What Jason didn’t know was that I’d hired him a stripper for the party. It was a big deal because we didn’t have much money. When we went to town, the first thing we said was, “We don’t want to pay the light bill.” It took us forever to pool enough money to pay for a stripper. We probably collected bottles on the side of the road for a month. It was a really big deal. During the two weeks prior to the party, when Jason would wander over to the junkyard, I took Polaroid pictures of him when he wasn’t looking.

On the night of the party, I had the stripper meet me up the road. She was hotter than a gasoline cat walking through hell with a kerosene tail. She was dressed as a police officer and looked tighter than two coats of paint. I handed her the photos of Jason in the junkyard and told her the whole story.
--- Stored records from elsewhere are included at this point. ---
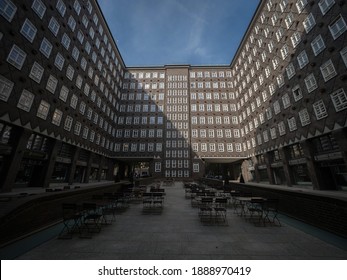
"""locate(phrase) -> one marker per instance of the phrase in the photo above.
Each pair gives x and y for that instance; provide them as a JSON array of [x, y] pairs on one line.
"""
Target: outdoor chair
[[72, 219], [91, 220]]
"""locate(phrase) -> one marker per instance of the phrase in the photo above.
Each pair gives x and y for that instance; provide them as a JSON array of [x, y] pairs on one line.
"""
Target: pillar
[[286, 167], [19, 138], [73, 165], [312, 167], [52, 155], [269, 168]]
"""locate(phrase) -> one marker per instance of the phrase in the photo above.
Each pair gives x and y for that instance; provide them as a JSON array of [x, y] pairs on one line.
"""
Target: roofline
[[163, 67], [110, 33], [248, 30]]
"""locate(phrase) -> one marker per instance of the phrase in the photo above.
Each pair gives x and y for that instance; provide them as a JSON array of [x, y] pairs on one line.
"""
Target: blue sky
[[196, 32]]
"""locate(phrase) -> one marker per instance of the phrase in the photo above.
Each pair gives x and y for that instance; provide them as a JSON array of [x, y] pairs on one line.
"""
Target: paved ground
[[177, 233]]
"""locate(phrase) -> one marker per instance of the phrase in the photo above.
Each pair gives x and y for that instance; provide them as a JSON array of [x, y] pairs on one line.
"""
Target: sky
[[195, 32]]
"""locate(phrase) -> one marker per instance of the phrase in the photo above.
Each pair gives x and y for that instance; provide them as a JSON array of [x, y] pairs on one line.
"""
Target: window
[[277, 107], [325, 5], [7, 9], [36, 72], [16, 57], [318, 45], [46, 47], [6, 87], [68, 123], [304, 117], [292, 124], [309, 23], [339, 99], [57, 116], [76, 53], [338, 27], [286, 100], [290, 70], [39, 8], [71, 23], [157, 167], [59, 61], [295, 38], [297, 93], [77, 7], [73, 101], [77, 128], [61, 7], [65, 40], [302, 59], [54, 26], [343, 53], [300, 5], [289, 20], [273, 133], [328, 70], [43, 110], [281, 128], [26, 100], [320, 110], [52, 83], [63, 93], [310, 82], [70, 72]]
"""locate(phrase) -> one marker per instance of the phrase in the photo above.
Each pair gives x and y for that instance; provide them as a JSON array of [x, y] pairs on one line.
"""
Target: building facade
[[72, 111]]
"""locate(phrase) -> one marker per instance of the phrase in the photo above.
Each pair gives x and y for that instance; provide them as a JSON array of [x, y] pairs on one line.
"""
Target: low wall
[[317, 209], [29, 214]]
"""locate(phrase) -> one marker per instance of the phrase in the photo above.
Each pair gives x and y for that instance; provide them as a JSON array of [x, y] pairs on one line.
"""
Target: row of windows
[[140, 120], [211, 133], [216, 147], [215, 85], [138, 147], [212, 107], [339, 100], [178, 173], [142, 96], [210, 96], [214, 120], [143, 133], [140, 86], [146, 75], [176, 163], [328, 72]]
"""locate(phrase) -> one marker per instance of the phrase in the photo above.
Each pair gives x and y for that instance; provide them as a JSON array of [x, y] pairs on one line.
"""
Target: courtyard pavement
[[177, 233]]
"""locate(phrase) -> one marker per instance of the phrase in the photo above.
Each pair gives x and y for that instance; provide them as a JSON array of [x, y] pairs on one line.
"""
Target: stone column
[[341, 139], [101, 164], [256, 170], [312, 167], [269, 168], [52, 155], [73, 164], [19, 138], [286, 167], [88, 168]]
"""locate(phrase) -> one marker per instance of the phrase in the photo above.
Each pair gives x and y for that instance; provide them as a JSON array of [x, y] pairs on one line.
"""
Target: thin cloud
[[158, 32]]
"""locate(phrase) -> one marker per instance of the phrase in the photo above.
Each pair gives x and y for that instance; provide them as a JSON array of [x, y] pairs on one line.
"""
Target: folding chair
[[205, 214], [72, 220], [255, 209], [91, 220]]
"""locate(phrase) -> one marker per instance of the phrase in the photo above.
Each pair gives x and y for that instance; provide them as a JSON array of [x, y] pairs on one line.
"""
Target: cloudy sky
[[196, 32]]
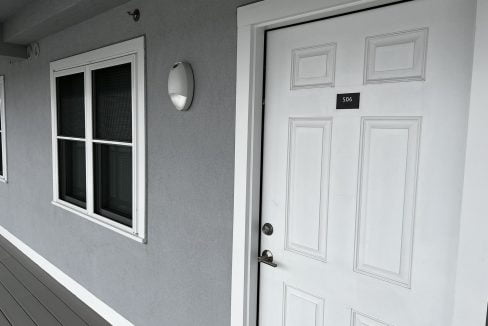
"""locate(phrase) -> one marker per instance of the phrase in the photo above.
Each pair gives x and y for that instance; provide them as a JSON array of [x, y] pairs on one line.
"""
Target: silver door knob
[[267, 258], [267, 229]]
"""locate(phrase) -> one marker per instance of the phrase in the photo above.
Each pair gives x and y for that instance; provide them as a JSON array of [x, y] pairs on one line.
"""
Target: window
[[99, 136], [3, 142]]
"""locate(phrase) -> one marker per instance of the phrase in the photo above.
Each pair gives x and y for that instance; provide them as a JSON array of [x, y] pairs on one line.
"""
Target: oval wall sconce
[[181, 85]]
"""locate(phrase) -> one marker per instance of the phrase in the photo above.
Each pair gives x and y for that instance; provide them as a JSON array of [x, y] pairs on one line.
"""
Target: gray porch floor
[[30, 297]]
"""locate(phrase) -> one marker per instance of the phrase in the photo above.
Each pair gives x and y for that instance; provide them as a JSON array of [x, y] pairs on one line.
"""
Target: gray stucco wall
[[183, 275]]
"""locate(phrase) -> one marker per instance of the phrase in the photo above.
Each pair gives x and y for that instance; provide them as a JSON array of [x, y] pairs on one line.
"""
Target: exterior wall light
[[181, 85]]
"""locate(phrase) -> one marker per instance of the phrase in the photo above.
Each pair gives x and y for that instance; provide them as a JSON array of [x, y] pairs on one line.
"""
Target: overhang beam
[[44, 17]]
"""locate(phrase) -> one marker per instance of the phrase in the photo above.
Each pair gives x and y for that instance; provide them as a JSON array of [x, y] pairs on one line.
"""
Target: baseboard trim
[[78, 290]]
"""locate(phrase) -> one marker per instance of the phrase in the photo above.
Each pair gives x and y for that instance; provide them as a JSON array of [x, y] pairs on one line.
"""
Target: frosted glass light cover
[[181, 85]]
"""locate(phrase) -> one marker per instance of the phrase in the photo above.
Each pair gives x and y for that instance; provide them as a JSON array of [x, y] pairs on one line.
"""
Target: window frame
[[131, 51], [3, 131]]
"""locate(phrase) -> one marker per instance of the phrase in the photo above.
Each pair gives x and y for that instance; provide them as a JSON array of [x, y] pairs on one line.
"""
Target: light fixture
[[181, 85]]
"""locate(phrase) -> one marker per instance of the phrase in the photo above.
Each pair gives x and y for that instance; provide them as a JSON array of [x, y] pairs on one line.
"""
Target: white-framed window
[[98, 136], [3, 134]]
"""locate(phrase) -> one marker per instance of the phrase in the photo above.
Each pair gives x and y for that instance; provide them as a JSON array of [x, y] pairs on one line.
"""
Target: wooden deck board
[[30, 297]]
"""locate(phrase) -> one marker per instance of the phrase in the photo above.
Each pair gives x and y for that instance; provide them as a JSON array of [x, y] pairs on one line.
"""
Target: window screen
[[113, 182], [72, 172], [112, 103], [71, 105]]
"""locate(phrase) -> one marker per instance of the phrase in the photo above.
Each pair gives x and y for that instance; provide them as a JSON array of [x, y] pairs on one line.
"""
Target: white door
[[360, 199]]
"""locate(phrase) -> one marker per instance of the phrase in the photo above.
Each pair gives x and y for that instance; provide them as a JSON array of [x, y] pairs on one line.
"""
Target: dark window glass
[[113, 182], [70, 92], [72, 172], [112, 103]]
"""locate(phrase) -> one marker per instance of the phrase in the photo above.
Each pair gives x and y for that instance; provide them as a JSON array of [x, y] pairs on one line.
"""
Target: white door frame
[[252, 22]]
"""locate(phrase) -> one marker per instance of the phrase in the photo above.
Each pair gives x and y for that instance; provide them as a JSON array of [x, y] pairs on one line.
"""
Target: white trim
[[253, 21], [3, 176], [132, 52], [101, 308]]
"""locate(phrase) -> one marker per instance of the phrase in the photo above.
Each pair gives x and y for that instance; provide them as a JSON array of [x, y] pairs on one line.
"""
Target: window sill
[[98, 220]]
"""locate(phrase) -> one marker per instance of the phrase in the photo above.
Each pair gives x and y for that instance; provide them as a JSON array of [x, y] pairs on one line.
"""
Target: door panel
[[360, 199]]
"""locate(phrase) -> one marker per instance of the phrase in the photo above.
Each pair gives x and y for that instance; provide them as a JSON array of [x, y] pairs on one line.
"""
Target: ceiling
[[10, 7]]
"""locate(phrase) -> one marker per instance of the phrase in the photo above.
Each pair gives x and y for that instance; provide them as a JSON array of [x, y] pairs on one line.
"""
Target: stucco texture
[[182, 276]]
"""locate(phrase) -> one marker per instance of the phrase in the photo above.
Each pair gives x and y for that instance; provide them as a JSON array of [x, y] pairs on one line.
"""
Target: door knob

She came to the house a few minutes later and pounded on the front door. It was like,
Bam! Bam! Bam!
We opened the door and she yelled out: “Is Jason Shirley here? Is Jason Chad Shirley here?” We were like, “Yeah, he’s right there.” By that time, Jason was more screwed up than a steel-toed flip-flop. He was looking at her and thinking, “What in the world have I done?” He was more confused than an Amish electrician. She told him, “You’re under arrest for breaking and entering and larceny.” She started showing him the pictures from the junkyard, and he started sweating and shaking his head. We were all sitting there trying to play
it cool and acting all serious. We thought we were slicker than a BP oil spill.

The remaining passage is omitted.